El Municipio se desentendió de la reparación del canal obstruido y, a través de Scorza, se consiguió la intervención del gobierno provincial. “Prometieron que lo iban a tener reparado para Navidad, pero aún sigue sin terminarse”, lamenta el impulsor de la feria y pequeño productor.  La obra a cargo del gobierno provincial no se propone reconstruir el histórico “Canal Molina” sino que se realizó una nueva toma y está siendo construido sobre la superficie para volver a abastecer a los quinteros. 

“En los primeros meses intentamos reemplazar el riego con los camiones de Bomberos, pero era costoso y al ingresar a las quintas estropeaban la mitad del terreno”, señala Oliva sobre los intentos frustrados ante la inacción estatal y apunta: “Poco a poco todo se secó y los productores se quedaron sin verduras”. 

Intermediarios y comercio injusto

El impulsor de la feria franca advierte que la comercialización de verdura volvió a quedar en manos de tres distribuidores que desde antes ponían palos en la rueda a la posibilidad del abastecimiento local: “Como acá no se produce fruta, condicionan a la verdulerías: les impiden que le compren a los quinteros la verdura”. 

“La feria fue un pulmón de respiro”, asegura Oliva, quien volvió a su pueblo natal desde Europa, con el sueño de replicar lo que vio en el viejo continente como un derecho de los productores: ferias de comercio directo. Logró el espacio para la feria franca, pero su objetivo era el de lograr abrir un mercado de abastecimiento regional. 

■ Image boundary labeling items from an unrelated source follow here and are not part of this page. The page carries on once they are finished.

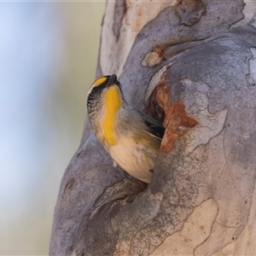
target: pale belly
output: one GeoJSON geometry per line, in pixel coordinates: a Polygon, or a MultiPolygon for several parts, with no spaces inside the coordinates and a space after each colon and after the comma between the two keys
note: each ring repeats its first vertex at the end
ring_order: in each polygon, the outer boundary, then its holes
{"type": "Polygon", "coordinates": [[[142,147],[127,138],[119,140],[118,144],[110,147],[107,151],[113,160],[131,176],[150,183],[157,151],[142,147]]]}

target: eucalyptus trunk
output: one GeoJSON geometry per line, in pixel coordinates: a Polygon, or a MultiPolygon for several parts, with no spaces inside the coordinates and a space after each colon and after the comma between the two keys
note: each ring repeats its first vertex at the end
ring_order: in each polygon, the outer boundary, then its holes
{"type": "Polygon", "coordinates": [[[108,1],[96,76],[112,73],[166,127],[152,181],[114,167],[87,119],[50,255],[256,254],[255,2],[108,1]]]}

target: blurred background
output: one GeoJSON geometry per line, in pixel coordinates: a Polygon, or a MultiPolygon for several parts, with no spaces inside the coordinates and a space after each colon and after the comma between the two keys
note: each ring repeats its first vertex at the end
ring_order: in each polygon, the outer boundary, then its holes
{"type": "Polygon", "coordinates": [[[47,255],[95,79],[102,2],[0,3],[0,255],[47,255]]]}

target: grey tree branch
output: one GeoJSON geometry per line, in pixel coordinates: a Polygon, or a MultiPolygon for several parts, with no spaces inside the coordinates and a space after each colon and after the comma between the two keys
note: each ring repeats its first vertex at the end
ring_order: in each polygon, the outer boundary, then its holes
{"type": "Polygon", "coordinates": [[[255,3],[108,2],[97,76],[112,73],[166,127],[152,182],[114,168],[85,122],[50,255],[256,254],[255,3]]]}

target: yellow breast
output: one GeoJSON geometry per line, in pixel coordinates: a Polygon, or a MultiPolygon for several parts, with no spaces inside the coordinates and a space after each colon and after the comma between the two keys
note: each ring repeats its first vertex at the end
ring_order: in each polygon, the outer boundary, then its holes
{"type": "Polygon", "coordinates": [[[117,112],[121,108],[121,95],[119,88],[111,86],[105,94],[106,115],[103,119],[103,138],[109,145],[115,145],[117,141],[115,120],[117,112]]]}

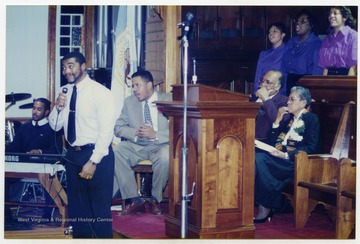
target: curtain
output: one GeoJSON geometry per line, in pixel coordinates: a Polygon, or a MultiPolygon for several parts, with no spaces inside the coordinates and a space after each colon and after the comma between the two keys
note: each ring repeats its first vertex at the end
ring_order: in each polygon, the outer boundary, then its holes
{"type": "Polygon", "coordinates": [[[114,46],[111,91],[120,116],[124,99],[131,95],[131,75],[137,71],[141,47],[141,7],[114,6],[114,46]]]}

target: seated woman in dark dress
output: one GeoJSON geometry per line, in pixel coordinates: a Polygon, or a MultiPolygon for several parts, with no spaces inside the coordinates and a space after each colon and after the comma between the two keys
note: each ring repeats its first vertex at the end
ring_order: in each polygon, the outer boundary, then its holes
{"type": "Polygon", "coordinates": [[[307,108],[311,103],[308,89],[294,86],[287,107],[282,107],[272,126],[270,145],[276,149],[255,154],[255,203],[259,205],[254,223],[270,221],[272,209],[280,208],[282,190],[294,179],[294,156],[319,151],[319,119],[307,108]],[[291,116],[282,121],[284,114],[291,116]]]}

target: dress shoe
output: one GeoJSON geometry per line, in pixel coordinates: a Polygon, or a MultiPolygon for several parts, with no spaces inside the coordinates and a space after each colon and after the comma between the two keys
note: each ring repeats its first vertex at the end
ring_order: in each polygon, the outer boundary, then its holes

“Hay épocas del año en la que la producción de Almafuerte sobra para abastecer al pueblo y hasta podríamos generar un mercado de abastecimiento municipal con una logística que permita a los pueblos vecinos venir a buscar la verdura o llevarla por pedido con comercialización directa con los productores. La gente de esos pueblos ya se había acostumbrado a venir todos los sábados a buscar sus verduras a la plaza, pero ahora estamos sin producción”, insistió Oliva, a la espera de que el gobierno termine la obra del histórico “Canal Molina”.